On Mon, Nov 19, 2018 at 7:52 AM Erwan Velu <evelu@xxxxxxxxxx> wrote:
>
>
> Le 16/11/2018 à 21:31, Sage Weil a écrit :
> > I can't really comment on golang here, but in python this is trivial:
> > either you can tolerate a missing key (e.g., by substituting a default
> > value), and use foo.get('field'[, 'default'[), or you can't tolerate it,
> > and use foo['field'] so that an exception is thrown if it's missing.
>
> I perfectly understand what you mean here which imply that every single
> external tool, as it will not be in a position to validate the json
> scheme will have to implement accessors with catch exception for every
> single part of the structure.
>
> That's also a lot of useless work.
>
> > [...]
> > I liked Noah's initial proposal because it was (1) not much work and (2)
> > focused on flagging changes before they are introduced, during make check
> > time, so that the developer can either fix their mistake or make a
> > conscious decision to change the output schema.
>
> This is a place where I'm not really comfortable. The scheme is made
> manually and from my experience, until you put the cluster in every
> possible state, you could miss some structures.
>
> Noah, how do you deal with this in your validation scheme ?

Circling back to this after vacation...

There are two validations that I see as relevant:

  1) structural
  2) relational

Validating schema to handle all the varieties of relational
differences would be a lot of work. As you point out, it's dependent
on system state--traditional live-system testing would not be
tractable, so we'd _have_ to factor out all internal representations
and then wrap them in APIs that enforce valid relations. My testing
doesn't attempt to do this, except for anything that I notice as
low-hanging fruit.

I do think that structural validation is tractable, and that's what
I'd like to complete if we end up agreeing on the approach.

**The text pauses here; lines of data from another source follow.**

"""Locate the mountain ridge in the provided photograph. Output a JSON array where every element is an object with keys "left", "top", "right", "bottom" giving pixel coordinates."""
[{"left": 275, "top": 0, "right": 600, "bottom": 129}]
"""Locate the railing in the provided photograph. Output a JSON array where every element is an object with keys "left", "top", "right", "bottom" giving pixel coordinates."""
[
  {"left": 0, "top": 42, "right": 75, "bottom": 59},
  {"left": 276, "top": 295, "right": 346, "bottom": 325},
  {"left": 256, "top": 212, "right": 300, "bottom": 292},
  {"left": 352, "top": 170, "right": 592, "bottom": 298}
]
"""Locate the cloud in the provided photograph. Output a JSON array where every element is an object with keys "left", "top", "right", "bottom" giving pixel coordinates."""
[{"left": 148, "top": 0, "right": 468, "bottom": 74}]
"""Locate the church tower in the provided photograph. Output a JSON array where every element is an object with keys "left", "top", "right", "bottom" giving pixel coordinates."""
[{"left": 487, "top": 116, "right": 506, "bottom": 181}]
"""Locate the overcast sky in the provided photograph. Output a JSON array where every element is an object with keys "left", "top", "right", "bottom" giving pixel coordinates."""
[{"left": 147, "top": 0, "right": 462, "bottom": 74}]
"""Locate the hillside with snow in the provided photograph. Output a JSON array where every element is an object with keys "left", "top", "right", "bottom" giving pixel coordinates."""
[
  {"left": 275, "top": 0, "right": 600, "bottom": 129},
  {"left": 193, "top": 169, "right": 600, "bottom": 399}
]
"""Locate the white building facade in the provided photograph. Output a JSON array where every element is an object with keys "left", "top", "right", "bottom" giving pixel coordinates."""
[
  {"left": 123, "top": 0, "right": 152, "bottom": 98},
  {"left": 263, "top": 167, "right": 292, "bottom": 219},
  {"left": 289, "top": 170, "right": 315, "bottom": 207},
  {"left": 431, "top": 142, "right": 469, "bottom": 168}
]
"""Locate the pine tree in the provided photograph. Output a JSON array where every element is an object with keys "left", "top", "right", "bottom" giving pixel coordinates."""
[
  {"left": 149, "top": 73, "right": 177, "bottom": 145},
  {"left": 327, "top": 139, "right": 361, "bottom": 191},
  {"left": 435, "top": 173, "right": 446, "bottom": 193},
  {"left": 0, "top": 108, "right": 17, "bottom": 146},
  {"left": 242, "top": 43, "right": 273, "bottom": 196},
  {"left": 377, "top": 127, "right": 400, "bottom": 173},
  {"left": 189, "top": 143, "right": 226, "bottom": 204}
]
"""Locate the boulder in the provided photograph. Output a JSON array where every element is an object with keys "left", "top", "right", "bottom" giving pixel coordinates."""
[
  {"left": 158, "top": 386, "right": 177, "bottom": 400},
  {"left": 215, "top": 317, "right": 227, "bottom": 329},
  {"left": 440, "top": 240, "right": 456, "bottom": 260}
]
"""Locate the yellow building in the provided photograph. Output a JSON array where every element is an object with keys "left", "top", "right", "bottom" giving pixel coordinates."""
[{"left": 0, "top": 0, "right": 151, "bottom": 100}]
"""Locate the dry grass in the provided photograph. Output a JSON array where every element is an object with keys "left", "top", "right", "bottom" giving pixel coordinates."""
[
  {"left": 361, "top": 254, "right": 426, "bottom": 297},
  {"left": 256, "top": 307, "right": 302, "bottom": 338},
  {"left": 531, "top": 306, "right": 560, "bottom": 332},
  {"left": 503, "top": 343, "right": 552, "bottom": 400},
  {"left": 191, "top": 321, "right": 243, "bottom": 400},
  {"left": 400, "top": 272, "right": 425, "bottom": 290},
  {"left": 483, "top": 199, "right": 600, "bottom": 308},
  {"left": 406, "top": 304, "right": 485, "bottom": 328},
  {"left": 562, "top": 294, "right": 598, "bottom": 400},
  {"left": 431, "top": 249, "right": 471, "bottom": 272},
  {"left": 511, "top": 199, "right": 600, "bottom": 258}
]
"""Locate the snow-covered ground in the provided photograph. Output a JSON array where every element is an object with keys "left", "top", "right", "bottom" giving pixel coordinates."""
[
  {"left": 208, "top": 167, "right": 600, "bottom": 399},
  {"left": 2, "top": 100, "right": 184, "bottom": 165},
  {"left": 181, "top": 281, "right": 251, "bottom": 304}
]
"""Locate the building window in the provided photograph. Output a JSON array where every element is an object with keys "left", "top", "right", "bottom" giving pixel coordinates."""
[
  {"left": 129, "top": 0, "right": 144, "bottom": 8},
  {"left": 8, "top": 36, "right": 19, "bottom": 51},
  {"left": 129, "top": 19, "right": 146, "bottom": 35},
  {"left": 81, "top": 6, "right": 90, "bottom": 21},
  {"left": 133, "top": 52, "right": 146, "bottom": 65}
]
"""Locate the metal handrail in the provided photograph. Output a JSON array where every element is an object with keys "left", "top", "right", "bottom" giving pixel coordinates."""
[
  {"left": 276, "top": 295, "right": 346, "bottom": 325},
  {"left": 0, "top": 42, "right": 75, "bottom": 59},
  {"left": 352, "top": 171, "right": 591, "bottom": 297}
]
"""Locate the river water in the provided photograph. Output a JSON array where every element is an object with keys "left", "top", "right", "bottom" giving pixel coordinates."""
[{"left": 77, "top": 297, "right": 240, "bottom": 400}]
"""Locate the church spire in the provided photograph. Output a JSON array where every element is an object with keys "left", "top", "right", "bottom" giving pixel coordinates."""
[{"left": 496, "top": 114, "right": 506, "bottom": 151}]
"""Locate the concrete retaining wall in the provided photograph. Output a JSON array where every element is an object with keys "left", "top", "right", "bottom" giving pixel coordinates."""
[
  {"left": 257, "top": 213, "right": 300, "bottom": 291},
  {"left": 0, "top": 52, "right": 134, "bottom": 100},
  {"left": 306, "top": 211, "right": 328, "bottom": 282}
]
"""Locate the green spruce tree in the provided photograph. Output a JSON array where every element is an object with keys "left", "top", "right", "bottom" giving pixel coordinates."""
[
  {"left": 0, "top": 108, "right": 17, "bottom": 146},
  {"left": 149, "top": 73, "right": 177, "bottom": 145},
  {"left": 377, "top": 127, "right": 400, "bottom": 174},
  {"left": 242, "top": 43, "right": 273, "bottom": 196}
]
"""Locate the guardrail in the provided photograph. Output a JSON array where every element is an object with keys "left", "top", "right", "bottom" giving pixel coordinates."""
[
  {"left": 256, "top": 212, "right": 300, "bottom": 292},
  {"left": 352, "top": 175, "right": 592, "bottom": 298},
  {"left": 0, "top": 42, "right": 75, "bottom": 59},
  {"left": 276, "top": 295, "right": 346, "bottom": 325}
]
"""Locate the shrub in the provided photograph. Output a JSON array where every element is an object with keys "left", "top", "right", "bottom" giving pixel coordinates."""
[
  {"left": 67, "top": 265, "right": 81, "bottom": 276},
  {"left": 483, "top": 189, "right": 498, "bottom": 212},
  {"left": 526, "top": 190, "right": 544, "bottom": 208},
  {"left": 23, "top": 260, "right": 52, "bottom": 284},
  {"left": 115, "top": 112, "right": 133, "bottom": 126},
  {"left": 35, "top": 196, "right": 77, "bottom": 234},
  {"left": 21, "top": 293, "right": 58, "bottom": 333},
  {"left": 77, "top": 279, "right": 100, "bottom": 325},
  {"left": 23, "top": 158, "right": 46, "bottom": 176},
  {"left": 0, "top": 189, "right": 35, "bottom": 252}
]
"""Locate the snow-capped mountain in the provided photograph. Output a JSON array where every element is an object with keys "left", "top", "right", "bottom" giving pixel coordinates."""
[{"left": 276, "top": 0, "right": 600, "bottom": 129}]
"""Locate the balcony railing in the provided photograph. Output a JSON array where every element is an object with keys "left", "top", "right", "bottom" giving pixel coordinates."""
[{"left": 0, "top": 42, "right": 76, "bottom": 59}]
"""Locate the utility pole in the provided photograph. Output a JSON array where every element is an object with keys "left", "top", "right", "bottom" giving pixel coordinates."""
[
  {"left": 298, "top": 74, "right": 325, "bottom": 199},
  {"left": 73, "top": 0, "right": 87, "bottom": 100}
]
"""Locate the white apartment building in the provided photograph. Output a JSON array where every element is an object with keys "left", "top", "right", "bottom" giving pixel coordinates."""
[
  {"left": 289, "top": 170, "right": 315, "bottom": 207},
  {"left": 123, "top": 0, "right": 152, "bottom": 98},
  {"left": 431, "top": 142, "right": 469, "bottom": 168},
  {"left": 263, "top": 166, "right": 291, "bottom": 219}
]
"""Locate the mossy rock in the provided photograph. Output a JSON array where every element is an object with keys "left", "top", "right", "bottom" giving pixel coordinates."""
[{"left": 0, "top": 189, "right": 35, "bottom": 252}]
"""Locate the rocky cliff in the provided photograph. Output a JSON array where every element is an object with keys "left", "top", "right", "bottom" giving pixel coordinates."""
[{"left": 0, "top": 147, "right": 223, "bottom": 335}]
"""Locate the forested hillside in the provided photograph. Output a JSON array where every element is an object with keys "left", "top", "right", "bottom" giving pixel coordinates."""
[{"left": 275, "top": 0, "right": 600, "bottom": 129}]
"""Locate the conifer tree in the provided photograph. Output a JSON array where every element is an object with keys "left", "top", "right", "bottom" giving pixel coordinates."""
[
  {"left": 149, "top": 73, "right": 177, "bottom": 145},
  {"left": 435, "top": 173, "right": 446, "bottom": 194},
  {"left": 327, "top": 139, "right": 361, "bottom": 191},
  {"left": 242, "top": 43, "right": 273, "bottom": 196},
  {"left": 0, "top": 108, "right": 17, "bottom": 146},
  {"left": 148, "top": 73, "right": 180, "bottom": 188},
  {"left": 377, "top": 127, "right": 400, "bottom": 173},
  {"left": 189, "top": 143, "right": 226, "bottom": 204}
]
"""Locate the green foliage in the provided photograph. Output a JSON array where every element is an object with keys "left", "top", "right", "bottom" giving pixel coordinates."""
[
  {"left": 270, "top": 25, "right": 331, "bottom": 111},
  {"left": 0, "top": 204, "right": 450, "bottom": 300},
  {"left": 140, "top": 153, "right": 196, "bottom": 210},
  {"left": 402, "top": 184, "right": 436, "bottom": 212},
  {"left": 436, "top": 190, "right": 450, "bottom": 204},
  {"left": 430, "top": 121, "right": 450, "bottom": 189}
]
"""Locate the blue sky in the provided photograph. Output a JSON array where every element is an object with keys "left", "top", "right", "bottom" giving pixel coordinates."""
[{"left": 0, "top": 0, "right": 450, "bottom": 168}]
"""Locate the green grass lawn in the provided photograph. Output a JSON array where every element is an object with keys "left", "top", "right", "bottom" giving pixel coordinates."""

I've found that there are two scenarios by which json output is produced:

  1) strict: output <-- to_json(my_data_structure)
  2) ad-hoc: free form calls to the JSON builder API

For case (1) life is like pretty easy. Make sure the schema covers
everything in the structure, and that the "generate_test_cases"
doesn't generate partially filled instanced (e.g. "list: []") since we
want to actually have test cases to validate.

For case (2) there really isn't any short cut other than to read the
code at this point. What I've found is the following to be helpful (a)
generate a schema for instance output of some cluster state, then (b)
read the code to fill in gaps in the schema that correspond to cluster
states not covered.

The goal I believe we should work towards is to migrate existing
instances of case (2) into instances of case (1). This would entail
(a) picking some target output (b) building an intermediate C++ data
structure that is true source of the JSON serialization and (c)
writing test cases that fully enumerate possible instances of the
schema.

- Noah